To The Bone

‘To The Bone’ Does Not Glorify Anorexia, It Glorifies Life – Netflix Review

To The Bone stars Lily Collins as Ellen, who is going through the battle of her life with Anorexia, until the day she meets Dr. William Beckham (Keanu Reeves) who teaches her that the way to get better and overcome her illness is not just about eating, it’s about loving and embracing life.

So, Is It Any Good?

Ellen (Collins) has been battling Anorexia for a long time and after countless attempts at treatment clinics trying to beat the illness to no avail her family’s last-ditch effort sees her go into an inpatient program run by Dr. Beckham (Reeves). It’s there that Ellen is confronted by not just herself, but also the lives of the other patients who are also going through similar circumstances. While going through the program, each day Ellen is confronted by two options, eat or die.To The Bone

“Fear leads to anger, anger leads to hate, hate leads to suffering.”

To The Bone perfectly encapsulates this famous Star Wars quote, with how a family reacts to a loved one who is going through a mental health disorder. In fact, the film shows how each family member deals with it differently, while still having the same negative outcome. People will talk at you, rather than to you. This is fear.
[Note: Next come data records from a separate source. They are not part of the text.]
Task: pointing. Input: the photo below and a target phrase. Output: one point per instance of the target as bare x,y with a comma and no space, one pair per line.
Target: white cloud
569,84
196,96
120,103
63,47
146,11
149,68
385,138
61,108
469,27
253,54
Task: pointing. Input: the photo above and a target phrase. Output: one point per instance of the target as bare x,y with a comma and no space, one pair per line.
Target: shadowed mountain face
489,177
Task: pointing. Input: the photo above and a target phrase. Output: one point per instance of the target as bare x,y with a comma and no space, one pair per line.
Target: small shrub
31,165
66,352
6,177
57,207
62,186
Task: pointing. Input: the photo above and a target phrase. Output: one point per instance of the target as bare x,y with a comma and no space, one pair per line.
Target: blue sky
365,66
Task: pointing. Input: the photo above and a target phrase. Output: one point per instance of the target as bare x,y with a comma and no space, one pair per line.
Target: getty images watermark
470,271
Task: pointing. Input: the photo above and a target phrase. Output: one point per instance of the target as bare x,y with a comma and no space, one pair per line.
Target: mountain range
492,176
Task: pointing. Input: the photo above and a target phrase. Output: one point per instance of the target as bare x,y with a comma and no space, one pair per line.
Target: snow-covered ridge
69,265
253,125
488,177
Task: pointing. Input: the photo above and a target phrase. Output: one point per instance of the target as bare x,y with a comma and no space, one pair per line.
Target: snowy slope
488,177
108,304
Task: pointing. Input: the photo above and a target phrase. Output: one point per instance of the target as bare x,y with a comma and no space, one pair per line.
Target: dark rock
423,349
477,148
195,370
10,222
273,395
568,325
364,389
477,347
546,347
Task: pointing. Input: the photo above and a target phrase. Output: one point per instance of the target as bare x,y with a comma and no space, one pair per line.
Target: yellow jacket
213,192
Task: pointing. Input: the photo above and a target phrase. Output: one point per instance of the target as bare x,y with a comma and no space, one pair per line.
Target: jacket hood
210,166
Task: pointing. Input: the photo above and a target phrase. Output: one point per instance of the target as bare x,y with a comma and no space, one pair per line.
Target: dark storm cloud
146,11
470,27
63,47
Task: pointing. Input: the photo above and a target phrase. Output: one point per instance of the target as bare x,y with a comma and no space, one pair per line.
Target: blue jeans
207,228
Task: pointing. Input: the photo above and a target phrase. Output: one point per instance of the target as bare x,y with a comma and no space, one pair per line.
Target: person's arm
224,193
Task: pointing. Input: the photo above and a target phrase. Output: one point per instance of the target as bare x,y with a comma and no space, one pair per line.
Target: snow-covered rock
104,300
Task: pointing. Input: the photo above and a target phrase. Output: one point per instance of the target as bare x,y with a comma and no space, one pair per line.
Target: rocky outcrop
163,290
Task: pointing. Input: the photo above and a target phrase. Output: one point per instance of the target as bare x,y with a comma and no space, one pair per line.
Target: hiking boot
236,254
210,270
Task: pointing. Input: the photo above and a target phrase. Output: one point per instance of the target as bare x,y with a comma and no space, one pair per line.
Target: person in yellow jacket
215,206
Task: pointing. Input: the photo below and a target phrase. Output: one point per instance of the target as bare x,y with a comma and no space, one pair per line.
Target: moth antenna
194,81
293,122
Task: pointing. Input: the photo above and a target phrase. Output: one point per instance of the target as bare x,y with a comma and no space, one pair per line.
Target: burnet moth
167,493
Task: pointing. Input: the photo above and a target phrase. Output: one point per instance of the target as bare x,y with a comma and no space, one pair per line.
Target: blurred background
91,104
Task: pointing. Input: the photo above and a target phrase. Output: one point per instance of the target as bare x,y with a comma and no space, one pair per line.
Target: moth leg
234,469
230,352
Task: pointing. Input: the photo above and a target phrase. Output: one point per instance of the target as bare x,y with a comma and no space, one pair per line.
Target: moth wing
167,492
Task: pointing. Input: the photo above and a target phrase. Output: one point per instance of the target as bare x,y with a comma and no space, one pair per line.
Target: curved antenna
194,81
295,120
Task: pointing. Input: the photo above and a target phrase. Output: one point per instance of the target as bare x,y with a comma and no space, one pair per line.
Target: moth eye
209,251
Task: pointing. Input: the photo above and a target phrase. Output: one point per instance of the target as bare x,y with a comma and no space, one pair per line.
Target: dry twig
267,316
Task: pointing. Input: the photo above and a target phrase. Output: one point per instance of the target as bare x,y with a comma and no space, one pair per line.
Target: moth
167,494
The group therapy sessions between Dr. Beckham and Ellen’s immediate family open up old wounds that really have nothing to do with Ellen’s situation. All the family seems to care about is their own selfish needs and how Ellen is a burden to their life. Ellen’s stepsister Kelly (Liana Liberato) loves her dearly but also has some animosity towards her because of her Anorexia, as it also impacts her school and social life. Her stepmother Susan (Carrie Preston) offers no motherly love to Ellen and instead has a mind over matter mentality. Where instead of offering an ear to Ellen to help her, fills her life with doctors and food in the hope that she will just snap out of it. Her passive aggressive understanding of what Ellen is going through leads to many “this is your fault” conversations. This is anger.
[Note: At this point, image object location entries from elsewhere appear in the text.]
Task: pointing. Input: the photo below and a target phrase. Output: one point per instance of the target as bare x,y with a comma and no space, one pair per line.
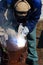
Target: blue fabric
34,14
32,52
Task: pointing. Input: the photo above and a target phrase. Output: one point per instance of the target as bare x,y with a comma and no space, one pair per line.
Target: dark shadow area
40,43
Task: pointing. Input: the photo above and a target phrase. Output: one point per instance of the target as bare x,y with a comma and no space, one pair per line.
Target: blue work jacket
34,14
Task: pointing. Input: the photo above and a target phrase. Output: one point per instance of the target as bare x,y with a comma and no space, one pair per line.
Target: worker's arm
34,15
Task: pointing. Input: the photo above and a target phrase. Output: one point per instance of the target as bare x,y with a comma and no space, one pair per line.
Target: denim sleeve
34,15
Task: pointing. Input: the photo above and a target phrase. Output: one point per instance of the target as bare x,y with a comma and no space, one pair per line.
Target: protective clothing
21,7
33,17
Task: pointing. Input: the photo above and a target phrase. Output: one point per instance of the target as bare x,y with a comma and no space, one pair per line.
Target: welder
29,18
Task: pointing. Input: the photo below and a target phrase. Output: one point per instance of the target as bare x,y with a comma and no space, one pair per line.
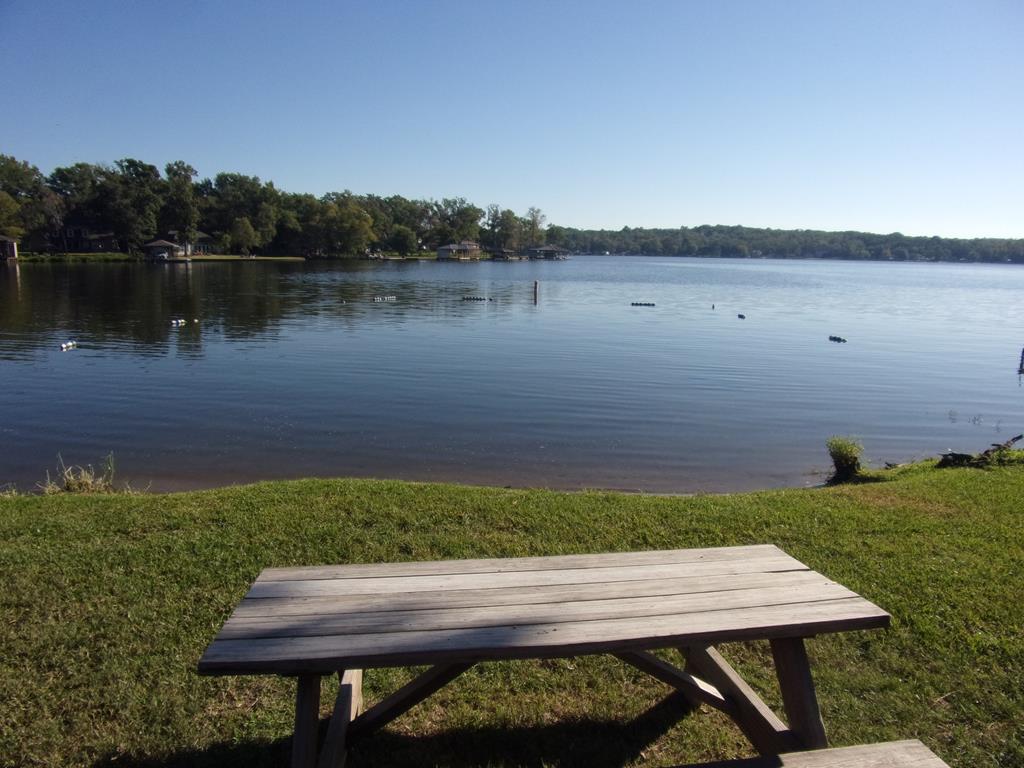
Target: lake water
292,370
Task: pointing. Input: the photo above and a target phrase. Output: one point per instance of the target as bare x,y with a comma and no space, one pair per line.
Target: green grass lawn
107,602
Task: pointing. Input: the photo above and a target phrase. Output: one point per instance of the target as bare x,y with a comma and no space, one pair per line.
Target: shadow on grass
601,743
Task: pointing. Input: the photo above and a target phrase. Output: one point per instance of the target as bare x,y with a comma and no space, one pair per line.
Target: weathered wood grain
406,697
466,598
695,689
511,564
297,654
389,585
910,754
306,720
755,718
794,672
518,615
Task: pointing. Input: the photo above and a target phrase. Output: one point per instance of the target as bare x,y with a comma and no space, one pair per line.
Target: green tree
243,237
130,197
180,211
10,220
402,240
534,226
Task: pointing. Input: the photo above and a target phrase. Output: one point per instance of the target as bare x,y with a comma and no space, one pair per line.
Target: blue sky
877,116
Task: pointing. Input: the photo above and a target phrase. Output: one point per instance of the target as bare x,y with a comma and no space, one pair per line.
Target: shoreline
173,484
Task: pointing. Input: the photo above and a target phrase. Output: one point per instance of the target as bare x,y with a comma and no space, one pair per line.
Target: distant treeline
89,207
744,242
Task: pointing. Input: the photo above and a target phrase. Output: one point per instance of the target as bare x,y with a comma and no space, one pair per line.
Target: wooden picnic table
313,622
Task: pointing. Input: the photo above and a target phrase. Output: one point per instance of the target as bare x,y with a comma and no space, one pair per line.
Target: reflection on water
292,369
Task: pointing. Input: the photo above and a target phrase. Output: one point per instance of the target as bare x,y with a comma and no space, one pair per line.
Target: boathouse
162,250
548,252
465,251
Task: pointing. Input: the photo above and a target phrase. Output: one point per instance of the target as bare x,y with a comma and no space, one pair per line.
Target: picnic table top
324,619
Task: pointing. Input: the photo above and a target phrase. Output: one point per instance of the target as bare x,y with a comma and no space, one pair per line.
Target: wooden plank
391,585
346,707
284,606
406,697
756,719
909,754
290,655
794,672
353,678
335,751
519,615
510,564
306,721
695,689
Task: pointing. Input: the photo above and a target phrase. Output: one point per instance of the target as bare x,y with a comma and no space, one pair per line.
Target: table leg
762,726
306,722
346,707
794,671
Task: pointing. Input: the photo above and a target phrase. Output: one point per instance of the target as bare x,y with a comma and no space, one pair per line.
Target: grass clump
845,453
77,479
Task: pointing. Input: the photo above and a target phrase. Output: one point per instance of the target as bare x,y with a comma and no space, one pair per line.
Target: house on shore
76,239
201,246
8,247
548,252
465,251
163,250
503,254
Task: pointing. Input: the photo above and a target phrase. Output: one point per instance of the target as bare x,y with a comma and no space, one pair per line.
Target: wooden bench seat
909,754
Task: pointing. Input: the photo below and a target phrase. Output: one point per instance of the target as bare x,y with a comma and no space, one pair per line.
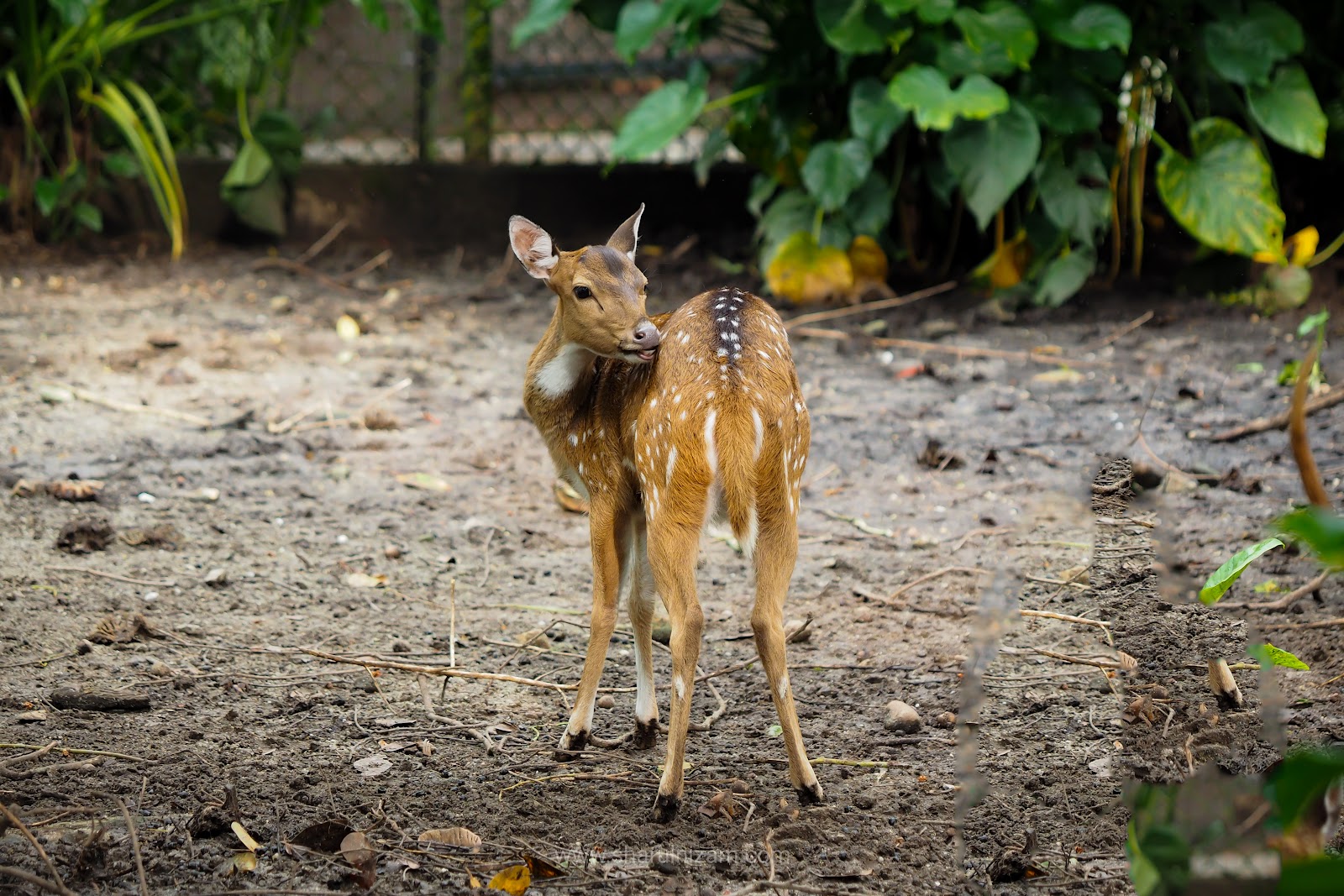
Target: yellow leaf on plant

To The BoneWhile Ellen listens to each and every one of her family members, you can’t help but see how much she is being confronted by an onslaught of emotion. That can trigger low self-esteem in even the most confident person. Helplessness often has an evil sibling associated with it, this is self-hate.

Isolation is a major part of this film. People who don’t understand what Ellen is going through have a tendency to project their fear, anger and hate onto her because of her illness. However, what it does is give you an idea of what it is like to go through some parts of life that people may not agree with or even understand. Help is not talking at someone or telling them how to do it. Help is listening, caring, and loving. Even though the film touches on aspects of Ellen’s family caring, it is always has a negative undertone. Which does nothing but add more pressure and helplessness to Ellen’s life. This is suffering.

Controversy from the films subject matter aside, there is a lot to love and take away from watching To The Bone. While others may see this film as glorifying and triggering other people’s battles with mental health, deep down it’s more than that. What i loved about it was the simple fact that a little bit of love and hope can go a long way in making even the smallest changes in life.

TO THE BONE streams on Netflix July 14th.